Taking Dimia is designed for 28 days, during which a woman should take one pill (alternating active and placebo) every day. Roughly necessary at the same time, drinking plenty of clean, still water. After the packaging has ended, you need to start taking a new one immediately, without interruption. The use of medicines from one blister should not be interrupted for more than one week (7 days).

  1. If a woman has not taken oral contraceptives before or took a break in taking for 30-31 days, then the start of taking the drug should fall on the first day of menstruation. It is also permissible for 2–5 days of the cycle, but at the same time, during intercourse, you should additionally protect yourself with barrier contraceptives.
  2. When switching to Dimia from other OCs, the intake should be started the next day after taking a placebo pill (medications for 28 days) or tablets with an active substance (for contraceptives designed for 21 days).
  3. In case of refusal of implants, injections, hormonal minimal pills or intrauterine contraceptives in favor of COCs, the use of oral contraceptives is recommended to start on the day the injections stop or the contraceptive forms are withdrawn.
  4. Taking the drug with a delay of no more than 12 hours will not affect the quality of the contraceptive protection of the medication. If, after the estimated time of taking, more than 12 hours have passed without taking the medication, then the pill should be taken as soon as the woman remembered this, even if this leads to the joint taking of several pills. Further, the reception of contraceptive should take place according to the usual scheme.

The adaptation period (for primary and secondary) but after a significant break in the use of a contraceptive is on average up to three months.

If, after this period, the use of contraceptives is accompanied by discomfort, then you should consult a female doctor to adjust the regimen or a new appointment.

Interaction with other medicines

Reacting with other medications, the effectiveness of Dimia can be either reduced or increased. So, a decrease in the main function of the contraceptive is observed with the simultaneous use of antibiotics (especially ampicillin, tetracycline).

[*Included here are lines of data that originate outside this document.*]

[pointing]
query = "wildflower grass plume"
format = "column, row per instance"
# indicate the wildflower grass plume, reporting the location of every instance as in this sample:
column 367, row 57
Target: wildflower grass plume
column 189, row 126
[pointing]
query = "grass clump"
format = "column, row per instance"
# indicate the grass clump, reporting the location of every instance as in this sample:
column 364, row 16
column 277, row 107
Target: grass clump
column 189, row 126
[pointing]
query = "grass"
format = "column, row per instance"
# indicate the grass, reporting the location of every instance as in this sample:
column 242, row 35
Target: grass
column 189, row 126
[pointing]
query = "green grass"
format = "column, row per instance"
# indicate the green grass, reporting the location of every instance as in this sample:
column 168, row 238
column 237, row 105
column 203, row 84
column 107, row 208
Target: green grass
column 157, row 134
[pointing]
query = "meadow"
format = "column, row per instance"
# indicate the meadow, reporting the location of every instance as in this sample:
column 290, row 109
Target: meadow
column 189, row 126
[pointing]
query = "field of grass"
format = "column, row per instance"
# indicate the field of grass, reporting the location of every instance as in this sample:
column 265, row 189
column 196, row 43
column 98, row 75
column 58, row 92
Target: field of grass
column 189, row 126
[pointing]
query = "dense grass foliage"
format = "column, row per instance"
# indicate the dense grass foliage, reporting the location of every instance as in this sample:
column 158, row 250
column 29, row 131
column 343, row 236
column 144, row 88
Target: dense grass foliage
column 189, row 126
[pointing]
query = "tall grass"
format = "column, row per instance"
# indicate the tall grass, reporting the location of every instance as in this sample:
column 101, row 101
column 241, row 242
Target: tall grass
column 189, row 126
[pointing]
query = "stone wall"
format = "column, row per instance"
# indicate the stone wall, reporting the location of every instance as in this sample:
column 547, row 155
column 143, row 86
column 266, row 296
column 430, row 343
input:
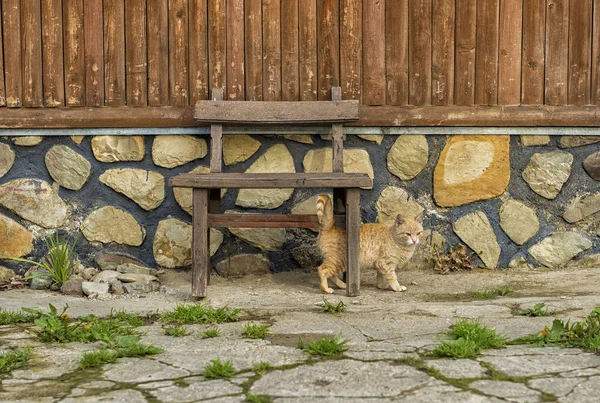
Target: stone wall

OC can enhance the process of metabolism of active substances:

  • Antiviral and sedative medications.
  • Medicines prescribed for the treatment of diseases of the respiratory and urinary tract, liver and gastrointestinal tract of an infectious nature.
  • The effect of oral contraceptives can be enhanced and increased by taking metronidazole and vitamin C.

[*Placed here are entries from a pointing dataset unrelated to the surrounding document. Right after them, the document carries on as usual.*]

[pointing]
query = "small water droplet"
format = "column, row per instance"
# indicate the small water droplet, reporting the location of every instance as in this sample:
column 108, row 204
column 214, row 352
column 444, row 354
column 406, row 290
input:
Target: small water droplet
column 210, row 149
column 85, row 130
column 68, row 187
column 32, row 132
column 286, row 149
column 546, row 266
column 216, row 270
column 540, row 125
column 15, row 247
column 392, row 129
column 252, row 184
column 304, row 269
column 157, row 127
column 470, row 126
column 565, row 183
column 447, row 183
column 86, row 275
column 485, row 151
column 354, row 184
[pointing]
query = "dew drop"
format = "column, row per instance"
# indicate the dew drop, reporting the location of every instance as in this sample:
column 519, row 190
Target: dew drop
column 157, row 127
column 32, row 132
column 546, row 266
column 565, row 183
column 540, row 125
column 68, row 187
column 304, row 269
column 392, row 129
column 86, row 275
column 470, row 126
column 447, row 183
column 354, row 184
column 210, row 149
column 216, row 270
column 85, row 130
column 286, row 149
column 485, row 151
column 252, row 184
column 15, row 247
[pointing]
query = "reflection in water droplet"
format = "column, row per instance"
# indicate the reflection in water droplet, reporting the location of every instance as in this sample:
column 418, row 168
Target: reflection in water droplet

At the same time, the rapid metabolism of active substances by OC is prevented by:

  • Pomegranate juice.
  • Third generation lipid-lowering drugs from the statin group.

In addition, COCs can also affect the level of drug concentration in the blood. So, the drug is capable of:

  1. Reduce the plasma concentration of some medicines from the group: aldehydes (Paracetamol), IV generation fluoroquinolones (Trovafloxacin), salicylic acid.
  2. To increase the degree of influence on the body of caffeine, some antidepressants (imipramine), immunosuppressants (for example, such as cyclosporine).

Dimia is an excellent contraceptive drug, but even it must be taken with the permission of a gynecologist.